Die Kaktus Grüne Jugend Münster ist entsetzt und wütend über das nun aufgeflogene rechte Netzwerk in den Reihen der Polizei Münster. Die vielen “Einzelfälle” bilden ein System. Immer wieder kommen extrem rechte Chatgruppen ans Tageslicht. Zwischen 2013 und 2018 sind offenbar rechtsextreme, gewaltverherrlichende und sexistische Inhalte in der aus 20 Personen bestehenden Chatgruppe aus Münster verbreitet worden. Am Freitag wurde gegen acht SEK- Beamt*innen aus Münster Straf- und Disziplinarverfahren eröffnet.

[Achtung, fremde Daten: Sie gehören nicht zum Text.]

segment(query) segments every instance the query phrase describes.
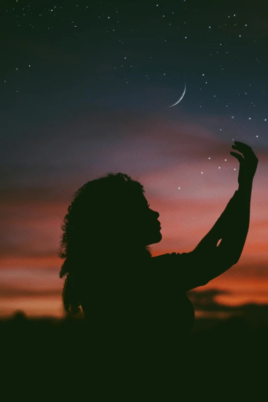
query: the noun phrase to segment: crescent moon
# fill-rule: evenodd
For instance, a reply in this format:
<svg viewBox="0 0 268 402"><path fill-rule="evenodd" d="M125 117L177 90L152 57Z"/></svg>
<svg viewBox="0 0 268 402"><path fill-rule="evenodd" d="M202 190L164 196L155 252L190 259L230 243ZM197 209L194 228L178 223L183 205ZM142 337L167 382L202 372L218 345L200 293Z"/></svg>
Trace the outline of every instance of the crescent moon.
<svg viewBox="0 0 268 402"><path fill-rule="evenodd" d="M173 106L175 106L175 105L177 105L178 103L179 103L179 102L180 102L181 101L181 100L182 99L182 98L184 96L184 93L185 93L185 91L186 91L186 83L185 83L185 81L184 81L184 84L185 85L185 87L184 88L184 90L183 91L183 93L182 95L181 95L181 97L180 97L180 98L174 105L171 105L171 106L167 106L167 107L173 107Z"/></svg>

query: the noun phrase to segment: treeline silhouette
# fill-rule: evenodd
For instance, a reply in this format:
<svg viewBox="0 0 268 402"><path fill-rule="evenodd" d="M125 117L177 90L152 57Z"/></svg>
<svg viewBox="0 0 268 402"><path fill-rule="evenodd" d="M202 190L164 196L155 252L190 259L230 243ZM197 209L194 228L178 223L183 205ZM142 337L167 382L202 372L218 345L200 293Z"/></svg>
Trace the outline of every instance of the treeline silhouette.
<svg viewBox="0 0 268 402"><path fill-rule="evenodd" d="M189 380L196 384L191 391L193 397L194 393L198 396L201 389L204 391L216 384L219 387L224 385L227 389L232 384L237 390L238 387L241 396L246 378L252 384L258 383L259 390L266 383L264 379L262 382L261 378L267 375L268 305L247 304L232 308L216 302L215 297L219 293L209 290L187 294L196 311L198 308L199 311L214 312L215 315L221 311L230 313L229 317L225 319L196 318L187 346L187 361L178 362L178 372L175 374L184 386ZM78 381L79 388L93 389L95 385L93 370L97 377L97 373L100 373L99 387L104 392L102 387L107 379L102 373L106 367L105 356L100 357L102 362L97 368L95 360L91 358L91 351L95 345L90 343L90 333L83 313L63 319L33 318L16 311L13 316L0 319L2 367L5 375L8 380L15 379L15 382L23 379L29 389L37 383L43 384L42 387L45 383L47 390L56 387L63 397L63 393L68 394L68 384L73 386ZM109 367L113 378L116 364ZM123 388L125 380L122 378L119 381ZM111 391L105 387L108 395ZM126 398L122 396L122 400L132 400L130 394L131 392ZM107 395L90 400L104 400ZM150 398L144 396L139 400L149 400Z"/></svg>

Zur Ermittlung wird nun das Polizeipräsidium Bielefeld beauftragt – jene Behörde, bei der erst vor wenigen Tagen ein SEK-Beamter mit einem bei Rechten beliebten Aufnähermotiv aufgefallen ist. Das Vertrauen in eine echte Aufarbeitung ist angesichts solcher Tatsachen nicht gegeben. Immer wieder werden rechtsextreme “Einzelfälle” dokumentiert und veröffentlicht (NSU 2.0, Hannibal- Netzwerk, …). “Für uns gilt: Polizist*innen, die sich in Gruppen zusammenschließen und radikalisieren, sind keine Einzelfälle. Wer das immer noch behauptet, verschließt die Augen vor dem großen Problem des Rechtsextremismus in deutschen Sicherheitsbehörden”, kommentiert Alba De Curtis, Sprecherin der Grünen Jugend Münster. Gerade in spezialisierten Einheiten wie z. B. den SEKs beweist sich wiederholt das gesteigerte Potential für menschenfeindliche Einstellungen, das aus einem Korpsgeist und rechtsextremen Tendenzen resultiert. Es stellt sich die Frage, für wen diese Sicherheitsbehörden noch Sicherheit bieten können.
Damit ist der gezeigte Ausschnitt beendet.